Hopes for the restoration of a water body or a part of it are usually voiced when changes have taken place that undermine the utility value of the water body. Local environmental or health authorities; the regional Centre for Economic Development, Transport and the Environment; or the regional water protection association may already have water quality data for the water body concerned. If no such data exist, it is recommended that the status of the water body be monitored for about a year before initiation of restoration measures. Waterside residents can monitor changes in water quality by measuring the depth of visibility, for instance.
A water protection or management association or a shareholders’ association should prepare or have drawn up a restoration plan, irrespective of the scale of the project. The plan is prepared on the basis of goals, as well as from information obtained on, and surveys conducted of, the water body. The plan should cover the grounds for the project, the methods to be used, quantitative targets, the parties involved, monitoring methods and the budget.
A small water area can be restored through voluntary work. The restoration of larger sites usually involves several parties.
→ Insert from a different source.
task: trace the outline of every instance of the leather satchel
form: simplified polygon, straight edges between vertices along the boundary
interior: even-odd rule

The local party can be represented by a management/protection association established for the water body, a fisheries region, a local water protection association or the municipality. State authorities can be represented by the regional Centre for Economic Development, Transport and the Environment. The last three entities mentioned, in particular, can be contacted for advice on determining the alternatives, drawing up a plan and making use of various sources of funding. It is also advisable to take advantage of the water-area-owners’ knowledge of the lake (e.g., information from members of a shareholders’ association).
Management of restored waters
Restoration is long-term work, and measures must be carried out over several years if they are to achieve permanent results. There is no quick and easy way to improve the state of a lake. It must also be remembered that even effective restoration measures do not lead to lasting changes if excessive nutrient and sediment loads entering a lake are not reduced. Harm caused by restoration measures can be avoided if attention is paid to the timing of the measures and the work is planned thoroughly.
In everyday language, the words ‘restoration’ and ‘management’ have been used in an almost identical sense. However, restoration usually refers to activities clearly aimed at changing the status of a water body. Management, in contrast, can be defined as an activity intended to maintain a good status. Management measures are needed to maintain the results of restoration. They can also be used to prevent the deterioration of the status to a level that would necessitate restoration. Water protection measures reducing the external load are an important means for preventing such deterioration.